Dans les Yvelines, le 26 mai 2018, l’Etat a pris deux arrêtés visant à protéger le patrimoine géologique sur son territoire.
Grâce à un dossier monté principalement par Didier Merle, Chercheur en paléontologie du Muséum National d’Histoire Naturelle, une partie du parc de Grignon est protégée au titre du patrimoine géologique comme « gisements de fossiles à préservation exceptionnelle » autour de la Falunière et à la Côte aux buis, ainsi qu’une parcelle située à la ferme de l’Orme à Beynes.
A Grignon et à Beynes, le Préfet des Yvelines a voulu protéger ces sites géologiques remarquables et uniques au monde représentant une photographie assez nette de la région datant de 45 millions d’années, bien qu’en en réduisant le périmètre.
Deux sites d’intérêt géologique :
Les chercheurs ont découvert depuis le 18e siècle qu’une faune typiquement tropicale : oursins, nautiles et autres gastéropodes vivaient là voici environ 45 millions d’années.

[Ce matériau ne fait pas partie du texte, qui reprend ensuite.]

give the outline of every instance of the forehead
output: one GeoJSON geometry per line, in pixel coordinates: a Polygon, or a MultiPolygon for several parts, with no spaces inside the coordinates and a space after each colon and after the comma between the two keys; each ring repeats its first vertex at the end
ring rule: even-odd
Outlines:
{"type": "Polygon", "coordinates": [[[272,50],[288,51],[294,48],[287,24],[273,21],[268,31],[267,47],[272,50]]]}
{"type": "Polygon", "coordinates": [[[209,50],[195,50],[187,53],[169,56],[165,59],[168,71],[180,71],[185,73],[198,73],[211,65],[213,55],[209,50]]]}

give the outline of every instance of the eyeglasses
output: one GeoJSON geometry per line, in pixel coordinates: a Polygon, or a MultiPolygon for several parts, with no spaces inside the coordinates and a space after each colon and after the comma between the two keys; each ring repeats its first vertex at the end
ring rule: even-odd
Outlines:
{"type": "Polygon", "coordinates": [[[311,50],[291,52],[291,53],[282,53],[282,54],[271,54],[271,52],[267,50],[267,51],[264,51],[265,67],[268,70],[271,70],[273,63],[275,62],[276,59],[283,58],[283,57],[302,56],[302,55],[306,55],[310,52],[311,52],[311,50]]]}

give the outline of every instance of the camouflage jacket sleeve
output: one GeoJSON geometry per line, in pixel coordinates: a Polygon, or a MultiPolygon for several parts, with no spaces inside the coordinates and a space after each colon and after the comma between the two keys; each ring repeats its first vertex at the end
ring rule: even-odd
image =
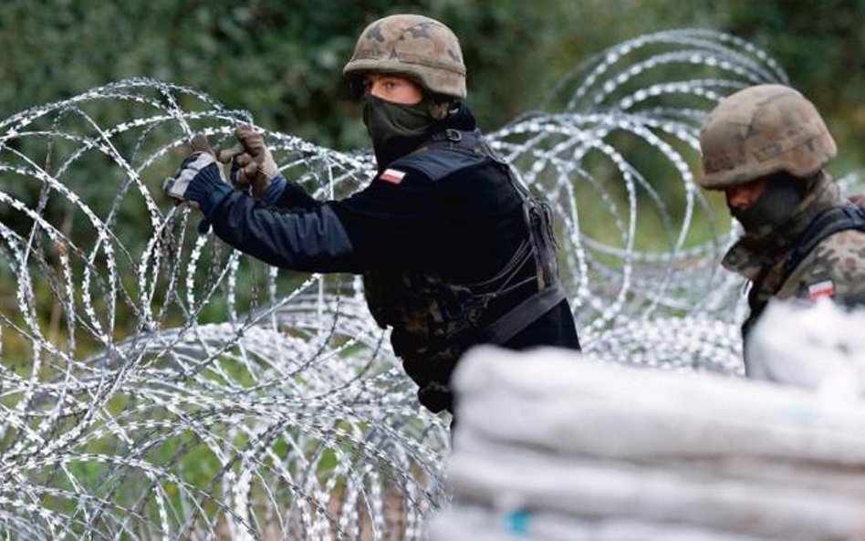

Plus de 1 200 de ces espèces marines anciennes dont 800 espèces de mollusques ont laissé des traces fossiles à Grignon. A Beynes, on retrouve environ 400 espèces de mollusques.
Les géotopes du Lutétien à Thiverval-Grignon et à Beynes présentent des gisements fossilifères d’une richesse extraordinaire reconnue mondialement, au sein d’une même formation géologique, mais Thiverval-Grignon est beaucoup plus important et la plupart des recherches y ont et sont encore effectuées.
Hot spot de la biodiversité ancienne :
L’état de conservation de ces fossiles range le site de Grignon dans la catégorie des « gisements à préservation exceptionnelle ». Certains bivalves conservent encore des pigments témoignant de leur couleur initiale d’il y a 45 millions d’années.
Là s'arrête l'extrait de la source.